Background and Aim: Dietary fibre lowers blood pressure (BP) via short-chain fatty acids, acidic metabolites released from fibre fermentation by bacteria inhabiting the large intestine. This acidic microenvironment may activate pH-sensing receptor GPR68, expressed primarily on immune cells, which play a key role in BP regulation. Here, we investigated whether GPR68 confers the cardioprotective effects of high-fibre in hypertension through the regulation of inflammatory responses.

Methods: Baseline BP was measured via telemetry in 8-10-week-old male C57BL/6J wildtype (WT) and GPR68-deficient (Gpr68-/-) mice (n=4-6/group). In a separate cohort, 6–8-week-old WT and Gpr68-/- mice were fed a control or high-fibre diet following subcutaneous implantation of minipumps containing Angiotensin II (Ang II; 0.75 mg/kg body weight/day, 4 weeks, n=8-12/group). BP was measured weekly by tail-cuff. Cardiac ultrasounds, histological and flow cytometric analyses were performed following the 4-week protocol.

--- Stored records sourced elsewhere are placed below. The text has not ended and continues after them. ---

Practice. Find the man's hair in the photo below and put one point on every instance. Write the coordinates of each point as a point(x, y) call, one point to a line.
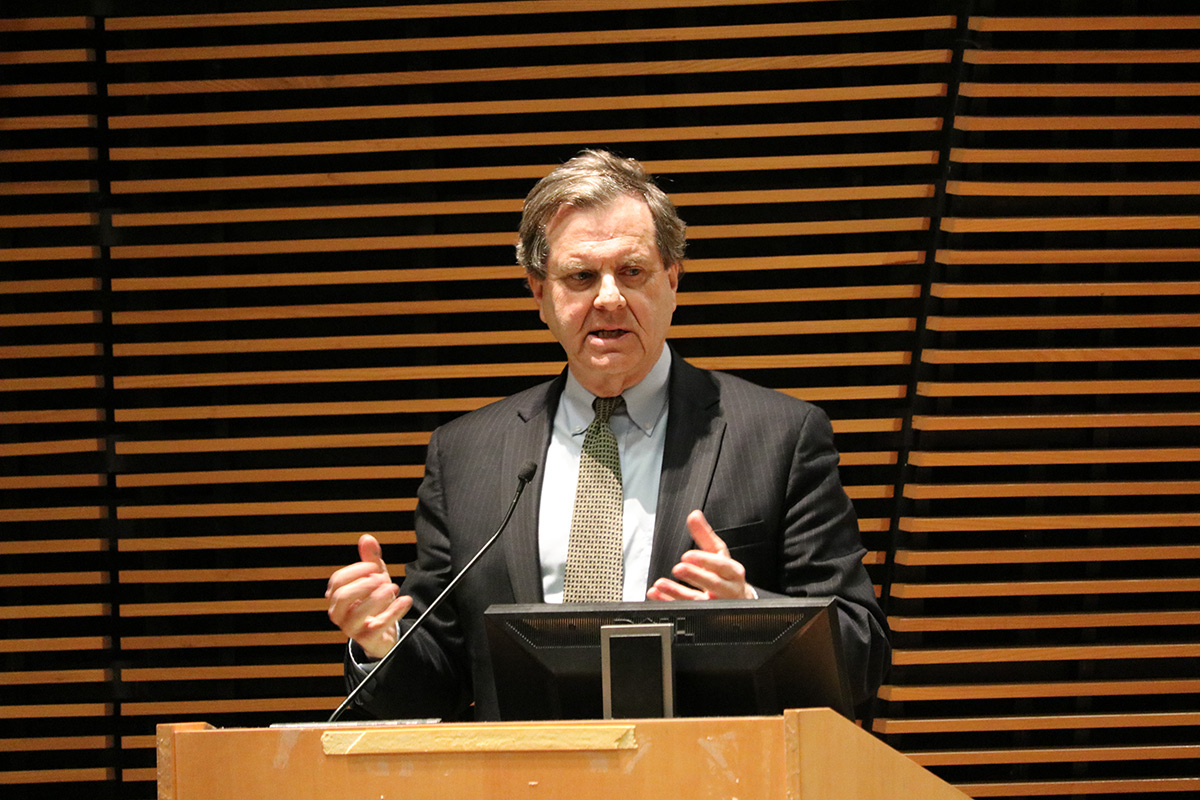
point(592, 180)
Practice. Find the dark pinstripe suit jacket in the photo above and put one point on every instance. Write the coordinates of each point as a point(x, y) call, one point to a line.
point(759, 463)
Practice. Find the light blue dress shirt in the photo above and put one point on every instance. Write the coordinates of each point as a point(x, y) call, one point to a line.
point(641, 434)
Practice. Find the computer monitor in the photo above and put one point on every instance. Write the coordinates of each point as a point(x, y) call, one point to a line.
point(731, 657)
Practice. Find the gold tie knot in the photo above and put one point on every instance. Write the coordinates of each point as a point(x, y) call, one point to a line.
point(605, 407)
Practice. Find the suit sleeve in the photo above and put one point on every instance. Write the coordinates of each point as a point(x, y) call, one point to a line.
point(822, 554)
point(429, 677)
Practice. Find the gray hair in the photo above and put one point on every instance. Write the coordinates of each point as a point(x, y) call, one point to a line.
point(592, 180)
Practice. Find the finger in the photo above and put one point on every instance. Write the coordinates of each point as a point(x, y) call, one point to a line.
point(348, 575)
point(667, 589)
point(357, 600)
point(721, 565)
point(371, 551)
point(703, 535)
point(388, 618)
point(725, 582)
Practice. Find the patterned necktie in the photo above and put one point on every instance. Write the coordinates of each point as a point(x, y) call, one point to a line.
point(594, 558)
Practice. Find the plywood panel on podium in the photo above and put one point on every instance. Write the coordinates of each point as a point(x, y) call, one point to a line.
point(804, 756)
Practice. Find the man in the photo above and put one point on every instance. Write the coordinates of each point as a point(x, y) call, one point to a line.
point(724, 489)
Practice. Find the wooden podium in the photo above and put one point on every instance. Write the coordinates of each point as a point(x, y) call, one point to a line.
point(807, 755)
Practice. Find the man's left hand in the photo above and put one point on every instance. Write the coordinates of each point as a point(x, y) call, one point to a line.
point(708, 572)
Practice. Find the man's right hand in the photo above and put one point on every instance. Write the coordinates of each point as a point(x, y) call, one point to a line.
point(364, 602)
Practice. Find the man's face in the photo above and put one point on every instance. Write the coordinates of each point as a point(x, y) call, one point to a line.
point(607, 296)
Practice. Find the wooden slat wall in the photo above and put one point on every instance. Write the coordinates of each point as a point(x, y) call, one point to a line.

Results: No differences in baseline BP measurements were observed between WT and Gpr68-/- mice (all p>0.05). Compared to control-fed WT mice, high-fibre-fed WT mice exhibited lower systolic BP (control diet vs high-fibre diet: 133.5±6.2mmHg vs 117.5±4.4mmHg, p=0.0508) and cardiac interstitial collagen deposition (0.194±0.06% vs 0.0713±0.02%, p=0.0495), and higher fractional shortening (10.1±0.9% vs 14.1±0.8%, p=0.0146) and aortic elastin content (18.9±1.9% vs 25.2±1.7%, p=0.0503). In comparison, high-fibre did not change these parameters in Gpr68-/- mice relative to the control diet (all p>0.05). Flow cytometric analyses revealed a diet-driven decrease in aortic and renal total immune cell (aorta, p=0.0049; kidney, p=0.0109), macrophage (aorta, p=0.0329; kidney, p=0.0490) and CD8+ T cell (aorta, p=0.0104; kidney, p=0.0211) counts amongst other immune cell types, regardless of genotype.

Conclusions: High-fibre did not protect Gpr68-/- mice from developing hypertension and associated end-organ damage. Independently of the GPR68 genotype, high-fibre-treated mice had lower levels of pro-inflammatory immune cells within the kidney and the aorta. Therefore, this study provides novel insight that GPR68 is involved in the cardioprotective effects of a high-fibre diet. However, this is most likely via in an immune-independent manner, warranting further investigation into its underlying mechanism of action.